6.19.2008

Oil Profits

There has been a lot of back and forth about oil company profits rising about 30% this past quarter. Obama wants a windfall tax; in response conservatives claim that oil company's profits per dollar of revenue are only $.094, while companies like Microsoft make around $.27 of profit per dollar sold.

I don't understand all the complexities of this, but there appears to be a simple error in the argument: We shouldn't measure oil company profits per dollar, but rather per gallon. Using that anlasis:

At about $3.10 for regular this time last year, Exxon made $.28 per gallon.
At $4.10 for the same gallon today, Exxon makes $.37 per gallon.

There is no indication that producing a single gallon costs these companies any more money today than it did before. Even though the prices of a barrel of light sweet crude has gone up, many of these companies drill their own oil, so they don't pay these prices. Even when they do buy from others, their prices are determined by contracts often signed long ago. Need proof? Exxon's profits per dollar didn't change much from last year, indicating that costs didn't change much. The only difference - the number of actual dollars spent on gas went up 25%.

2 comments:

Anonymous said...

you missed a step:

Exxon's profits per dollar didn't change much from last year, indicating that costs didn't change much.

This doesn't take into account the cost of money, the increased transportation costs (yes, oil tankers need diesel fuel, etc), the falling value of the dollar, or the relative revenue per year. You might think that Exxon's costs would be flat, but that's not the case.

Making $.37 on a $4.10 revenue shows that their profit is about 9% Last year, $.28 on a $3.10 revenue is about a 9% profit. This is clearly not an example of gouging - that would be using pricing shifts to hide escalating profits.

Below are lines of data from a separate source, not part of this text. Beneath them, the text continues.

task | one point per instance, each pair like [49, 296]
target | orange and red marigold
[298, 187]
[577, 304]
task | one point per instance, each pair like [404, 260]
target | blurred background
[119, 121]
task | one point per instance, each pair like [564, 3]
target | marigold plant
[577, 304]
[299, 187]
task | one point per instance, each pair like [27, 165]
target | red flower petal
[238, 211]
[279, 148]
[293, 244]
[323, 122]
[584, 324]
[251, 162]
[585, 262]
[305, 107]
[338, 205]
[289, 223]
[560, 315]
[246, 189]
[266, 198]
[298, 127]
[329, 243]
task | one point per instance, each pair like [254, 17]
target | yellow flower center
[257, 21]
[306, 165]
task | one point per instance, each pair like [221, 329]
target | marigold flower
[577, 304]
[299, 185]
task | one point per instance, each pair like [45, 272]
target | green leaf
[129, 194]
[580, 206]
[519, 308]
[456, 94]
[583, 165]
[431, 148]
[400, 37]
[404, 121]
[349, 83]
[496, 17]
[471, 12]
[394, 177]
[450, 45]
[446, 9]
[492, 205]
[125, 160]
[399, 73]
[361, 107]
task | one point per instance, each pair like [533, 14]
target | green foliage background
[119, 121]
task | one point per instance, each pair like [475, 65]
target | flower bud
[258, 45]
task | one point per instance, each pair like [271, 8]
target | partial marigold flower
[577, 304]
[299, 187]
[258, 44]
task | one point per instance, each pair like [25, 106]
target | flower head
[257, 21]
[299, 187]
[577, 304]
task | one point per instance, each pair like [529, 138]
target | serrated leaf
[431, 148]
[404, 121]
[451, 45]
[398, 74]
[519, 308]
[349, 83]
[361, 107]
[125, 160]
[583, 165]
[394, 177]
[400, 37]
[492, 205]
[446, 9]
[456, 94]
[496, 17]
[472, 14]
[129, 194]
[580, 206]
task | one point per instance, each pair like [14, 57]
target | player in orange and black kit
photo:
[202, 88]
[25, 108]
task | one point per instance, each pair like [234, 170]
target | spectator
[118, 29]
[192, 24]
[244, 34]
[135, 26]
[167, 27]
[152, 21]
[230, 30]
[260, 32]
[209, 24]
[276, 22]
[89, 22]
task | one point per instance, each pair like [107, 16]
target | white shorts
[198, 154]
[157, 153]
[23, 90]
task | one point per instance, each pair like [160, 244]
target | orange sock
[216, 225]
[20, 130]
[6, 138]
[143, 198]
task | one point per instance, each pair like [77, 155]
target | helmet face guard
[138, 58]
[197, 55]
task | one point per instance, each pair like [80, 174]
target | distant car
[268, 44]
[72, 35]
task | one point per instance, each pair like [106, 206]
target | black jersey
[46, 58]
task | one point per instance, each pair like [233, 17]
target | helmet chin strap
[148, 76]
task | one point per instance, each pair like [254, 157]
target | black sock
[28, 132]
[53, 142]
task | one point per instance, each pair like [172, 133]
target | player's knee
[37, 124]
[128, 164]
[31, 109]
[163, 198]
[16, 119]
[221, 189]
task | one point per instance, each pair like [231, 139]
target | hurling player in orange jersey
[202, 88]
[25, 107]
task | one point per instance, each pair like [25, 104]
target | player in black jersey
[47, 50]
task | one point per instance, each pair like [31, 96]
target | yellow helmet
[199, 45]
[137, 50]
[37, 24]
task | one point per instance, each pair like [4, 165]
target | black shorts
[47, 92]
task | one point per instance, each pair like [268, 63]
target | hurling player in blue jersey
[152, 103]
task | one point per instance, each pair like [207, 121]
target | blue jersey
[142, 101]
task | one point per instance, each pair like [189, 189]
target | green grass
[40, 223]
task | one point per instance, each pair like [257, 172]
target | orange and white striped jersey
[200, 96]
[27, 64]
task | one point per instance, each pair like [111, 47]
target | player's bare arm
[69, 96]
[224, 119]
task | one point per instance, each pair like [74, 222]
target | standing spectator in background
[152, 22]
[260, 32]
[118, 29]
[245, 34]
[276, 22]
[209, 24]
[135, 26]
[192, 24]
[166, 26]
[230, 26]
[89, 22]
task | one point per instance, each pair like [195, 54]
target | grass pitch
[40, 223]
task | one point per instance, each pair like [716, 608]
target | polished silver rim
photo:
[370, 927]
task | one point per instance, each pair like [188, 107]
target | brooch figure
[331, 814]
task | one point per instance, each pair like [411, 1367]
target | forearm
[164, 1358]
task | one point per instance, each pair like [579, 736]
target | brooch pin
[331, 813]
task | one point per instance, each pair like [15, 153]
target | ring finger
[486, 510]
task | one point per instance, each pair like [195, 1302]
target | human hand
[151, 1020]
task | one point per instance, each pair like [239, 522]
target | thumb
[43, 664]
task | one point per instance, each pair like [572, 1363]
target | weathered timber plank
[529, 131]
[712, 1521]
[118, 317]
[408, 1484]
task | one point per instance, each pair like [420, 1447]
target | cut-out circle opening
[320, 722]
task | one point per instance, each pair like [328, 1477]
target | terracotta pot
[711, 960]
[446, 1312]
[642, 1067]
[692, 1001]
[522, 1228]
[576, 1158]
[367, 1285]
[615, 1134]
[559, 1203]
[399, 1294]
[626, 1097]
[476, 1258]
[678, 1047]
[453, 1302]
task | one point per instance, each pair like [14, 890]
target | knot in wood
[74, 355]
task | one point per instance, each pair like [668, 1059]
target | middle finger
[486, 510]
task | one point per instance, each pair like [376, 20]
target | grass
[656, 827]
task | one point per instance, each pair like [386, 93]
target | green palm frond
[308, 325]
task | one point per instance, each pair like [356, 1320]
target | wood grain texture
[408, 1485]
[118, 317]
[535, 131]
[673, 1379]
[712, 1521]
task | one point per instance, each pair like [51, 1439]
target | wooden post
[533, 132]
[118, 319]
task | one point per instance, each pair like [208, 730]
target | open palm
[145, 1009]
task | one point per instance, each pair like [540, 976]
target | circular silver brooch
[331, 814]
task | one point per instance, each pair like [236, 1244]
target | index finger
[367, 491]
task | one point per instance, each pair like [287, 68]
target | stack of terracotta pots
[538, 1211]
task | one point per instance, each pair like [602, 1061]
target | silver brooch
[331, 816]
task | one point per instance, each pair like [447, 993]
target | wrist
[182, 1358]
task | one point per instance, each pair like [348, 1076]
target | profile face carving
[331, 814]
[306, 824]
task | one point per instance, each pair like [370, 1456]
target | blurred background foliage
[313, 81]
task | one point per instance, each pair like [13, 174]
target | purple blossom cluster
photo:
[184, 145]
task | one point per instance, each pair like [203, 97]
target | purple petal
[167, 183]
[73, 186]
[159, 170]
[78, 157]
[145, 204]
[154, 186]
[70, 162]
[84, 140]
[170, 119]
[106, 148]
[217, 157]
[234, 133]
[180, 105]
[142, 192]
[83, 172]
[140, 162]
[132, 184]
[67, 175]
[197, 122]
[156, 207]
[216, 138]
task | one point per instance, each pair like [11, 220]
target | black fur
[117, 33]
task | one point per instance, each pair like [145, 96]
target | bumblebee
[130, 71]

Saying that their flat profits are proof that their expenditures are flat is incorrect: you'd need to look at the expense lines of their accounting - profit is revenue - expense, so the only way profit and expense could have stayed the same would be if the revenue was flat, implying that consumption must have dramatically declined - I don't think that this is what's being alleged.

There's lots not to like about oil company policies, but making a consistent profit isn't an unreasonable activity: I think that most companies would be happy to do so.

Unknown said...

Two other things that are missing from your consideration:

1) Compared to the $0.37/gal profits that Big Oil makes, average federal + state taxes are $0.47/gal as of Q1 in 2008 (according to the all-knowing Wikipedia). Let's ask ourselves exactly what is so "unfair" about that situation.

Flipping out about $$Billion oil company profits is a trademark of Jornalists Who Like to Throw Around Big Numbers Because Big Numbers Are So Impressive (especially when said numbers support whatever political axe they have to grind). Less hysterical people understand, for instance, that there are economic benefits to such profits beyond the pockets of Big Oil's executives (e.g. to shareholders of those publicly-traded companies).

2) If an additional tax imposed on "windfall profits" is going to have any effect on prices at the pump, it'll inevitably raise them, and certainly not lower them. Those who support the additional tax as some kind of fix to Big Oil "gouging" consumers are either ignorant or are doing so in bad faith.